Bioelektrische Signalerfassung

Elektrische Felder treten an verschiedensten Organen auf.  Zahlreiche biologische Funktionen des menschlichen und tierischen Körpers werden durch elektrische Signale gesteuert. Dies reicht von der Erregungsweiterleitung in den Nerven des Gehirns über den Herzschlag bis zur Muskelbewegung. Die Signalstärke ist dabei je nach Organ stark variabel. Eine Messung der an der Hautoberfläche abgeleiteten elektrischen Signale ermöglicht eine nicht-invasive Beobachtung verschiedenster Körperfunktionen. Wesentliche bioelektrische Messmethoden sind:

• Elektrokardiogramm (EKG)
Für das Elektrokardiogramm (EKG) werden die Veränderungen des elektrischen Potentials auf der Körperoberfläche im Bereich des Brustkorbs und der Extremitäten abgeleitet. Die Entstehung dieser Potentiale ist in der Erregung des Herzmuskels (Myokard) begründet. Durch die Kombination mehrerer Ableitungen erhält man ein vektorielles EKG.

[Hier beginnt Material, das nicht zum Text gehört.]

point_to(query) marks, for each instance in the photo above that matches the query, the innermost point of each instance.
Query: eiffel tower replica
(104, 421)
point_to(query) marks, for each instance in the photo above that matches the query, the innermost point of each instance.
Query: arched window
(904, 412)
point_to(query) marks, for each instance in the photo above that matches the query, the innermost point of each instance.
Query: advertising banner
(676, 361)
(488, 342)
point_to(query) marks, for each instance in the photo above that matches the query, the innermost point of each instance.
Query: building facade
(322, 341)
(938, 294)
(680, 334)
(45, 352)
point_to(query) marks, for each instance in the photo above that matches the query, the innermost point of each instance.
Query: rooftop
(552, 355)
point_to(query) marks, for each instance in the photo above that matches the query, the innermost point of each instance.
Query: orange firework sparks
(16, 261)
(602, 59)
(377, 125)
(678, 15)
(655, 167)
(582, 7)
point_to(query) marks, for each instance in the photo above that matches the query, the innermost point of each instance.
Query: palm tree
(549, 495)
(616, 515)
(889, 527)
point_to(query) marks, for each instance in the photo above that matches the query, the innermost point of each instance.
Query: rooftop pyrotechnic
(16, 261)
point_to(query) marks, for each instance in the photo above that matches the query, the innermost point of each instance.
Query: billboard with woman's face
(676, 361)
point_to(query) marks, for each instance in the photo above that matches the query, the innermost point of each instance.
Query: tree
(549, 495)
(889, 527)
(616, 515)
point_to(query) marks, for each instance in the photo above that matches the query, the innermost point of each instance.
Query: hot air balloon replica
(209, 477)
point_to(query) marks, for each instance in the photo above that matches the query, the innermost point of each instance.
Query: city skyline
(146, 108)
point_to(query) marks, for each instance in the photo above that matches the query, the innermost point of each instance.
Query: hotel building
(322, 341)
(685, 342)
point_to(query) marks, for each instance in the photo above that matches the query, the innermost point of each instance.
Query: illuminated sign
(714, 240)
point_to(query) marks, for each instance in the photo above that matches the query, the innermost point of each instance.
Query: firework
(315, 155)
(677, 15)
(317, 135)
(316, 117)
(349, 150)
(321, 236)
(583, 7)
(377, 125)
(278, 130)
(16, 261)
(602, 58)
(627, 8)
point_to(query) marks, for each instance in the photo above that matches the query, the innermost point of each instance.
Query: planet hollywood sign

  • Elektroenzephaloggramm (EEG)
  • Für das Elektroenzephalogramm (EEG) werden von der Schädeloberfläche Veränderungen des elektrischen Potentials abgeleitet. Die Quelle der Potentiale liegt in der Hirnrinde. Die Entstehung dieser Potentiale ist in den durch synaptische Prozesse im zerebralen Kortex entstehende Ströme begründet.
  • Elektromyogramm (EMG)

Für das Elektromygramm werden die Veränderungen des elektrischen Potentials einzelner Muskeln oder Muskelgruppen auf der Hautoberfläche erfasst.  Die Entstehung dieser Potentiale ist in dem durch die Nerven des Gehirns ausgesandten Signale zur Steuerung der Muskelaktivität begründet.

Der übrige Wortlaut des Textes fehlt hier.